Sunday, October 9, 2011
i am an idealist and i am watching the people rise ... the future is now ...
i keep thinking the tribal leaders, the medicine chiefs, have surely known this moment was coming. surely we can find a way to have the wisdom of these native leaders join the table, to help mend the world in this circle of life, where all living beings are aligned in heart and mind with each other and our mother earth?

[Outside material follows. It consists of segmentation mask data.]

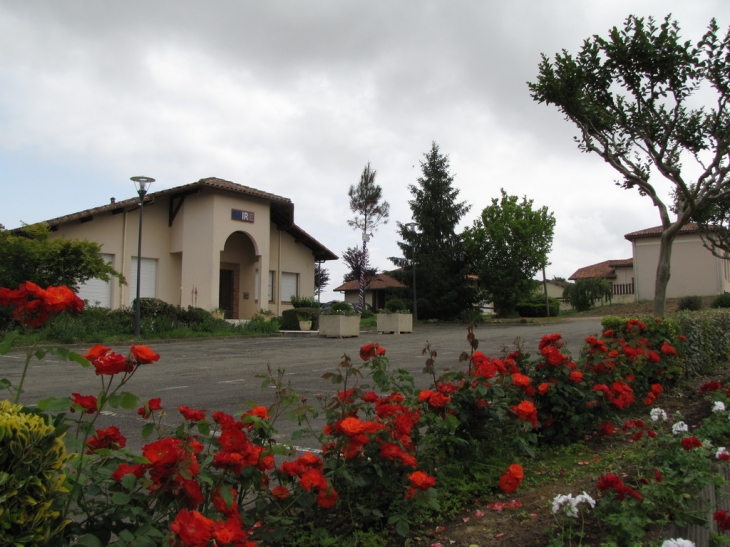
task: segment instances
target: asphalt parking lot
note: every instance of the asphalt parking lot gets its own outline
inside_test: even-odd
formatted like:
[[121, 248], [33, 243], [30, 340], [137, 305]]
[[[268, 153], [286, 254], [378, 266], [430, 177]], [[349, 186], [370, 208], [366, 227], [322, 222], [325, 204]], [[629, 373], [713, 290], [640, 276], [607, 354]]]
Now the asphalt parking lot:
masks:
[[[545, 334], [559, 332], [566, 340], [569, 350], [577, 354], [583, 339], [600, 332], [600, 319], [581, 318], [552, 323], [550, 325], [490, 325], [476, 329], [479, 349], [487, 355], [499, 356], [503, 347], [512, 347], [521, 339], [526, 351], [534, 353], [540, 338]], [[149, 342], [153, 350], [160, 353], [158, 363], [139, 368], [124, 386], [126, 391], [147, 400], [162, 399], [166, 411], [165, 423], [176, 427], [182, 422], [177, 411], [179, 405], [209, 411], [221, 410], [231, 414], [247, 409], [247, 403], [270, 405], [274, 402], [272, 387], [262, 388], [262, 379], [267, 366], [273, 371], [284, 370], [285, 381], [291, 384], [310, 403], [315, 395], [331, 395], [337, 386], [323, 380], [322, 375], [334, 370], [343, 355], [358, 360], [359, 348], [369, 342], [378, 342], [387, 351], [392, 366], [410, 371], [417, 386], [426, 388], [430, 378], [421, 374], [425, 362], [422, 351], [429, 343], [438, 353], [438, 370], [459, 367], [458, 357], [469, 350], [466, 341], [466, 327], [459, 325], [417, 325], [410, 334], [380, 334], [361, 332], [357, 338], [320, 338], [316, 334], [278, 335], [267, 337], [241, 337], [225, 339], [194, 339], [175, 342]], [[74, 348], [85, 353], [86, 347]], [[113, 346], [120, 353], [126, 353], [129, 345]], [[12, 351], [0, 357], [2, 373], [17, 384], [24, 353]], [[367, 382], [367, 380], [364, 380]], [[33, 360], [28, 371], [26, 386], [21, 397], [24, 404], [34, 404], [46, 397], [98, 394], [101, 377], [93, 368], [83, 368], [76, 363], [64, 362], [48, 354], [42, 361]], [[127, 436], [133, 448], [143, 443], [140, 429], [145, 421], [134, 411], [112, 409], [98, 422], [99, 427], [117, 425]], [[290, 433], [298, 426], [284, 419], [277, 422], [279, 438], [288, 440]], [[316, 448], [313, 438], [297, 441], [303, 448]]]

i have no idea how to go about this.
i pray that we can all lay down our preconceptions, our relations to the history (not our ancestors) of the past ... i believe the great medicine chiefs know the moment has arrived. i want the medicine chiefs and the tribal elders to come before us, and guide us ... i think their wisdom, (that which has been guarded and protected) is SO necessary. there is wonder in this world and in the way that, when we trust each other, and the great creation (the universe, god, whatever), things meet up ... it's kinda magical that way.
in my own mind, i am still without words, yet i have waited for this moment to arise since early childhood. sometimes, when i try to talk about it, this moment, right here, right now, that we are in ... i weep.
i dunno, i have faith in us, in every single one of us little peons on this planet.
i believe that we might just rise to what we were entrusted with from the get go ... as caretakers of each other and this bountiful world.
much pain will be necessary ... i will sacrifice myself in good conscience, because we ARE building the sustainable future unto all the other generations.
it won't be easy... but i am brave and happy to sacrifice, even my life, to clog the gears of the monstrous machine that is destroying us (the living beings and this planet).
such exciting times ... this cross road. i believe that now is the time, now is the time, the paradigm shift is happening and we need to develop a new language that does not yet exist... we need the elders of this land ... to forge this great path which can lead us onto the path of whole(i)ness ... together we shall find the path not yet tread.
Thursday, September 29, 2011
we demand a better future!
what is taking place is VERY important and SO exciting!
we will all go through some great difficulties.
we must be prepared for that!!
whether one is a cop, a student, a grocer, a fireman, a factory worker, or farm worker, homeless, or living well, it doesn't matter! ...
we are a democracy and we collectively say the tide has changed, we have awakened and we want economic justice, social and ecological responsibility ... in short, we want democracy in the hands of the people!
for now, we are trying to show that we are not sleeping ... and that we outnumber the top feeders.
this is why we stand in solidarity with the fact that we have no "demands" ...
we need to remain a movement of non-violence ... we need to welcome everyman, woman, and child. we need to be patient with ourselves as we establish a new world order that evens out the playing field, and treats our resources -be they human, animal, or of the planet's ecosphere- with wisdom and compassion.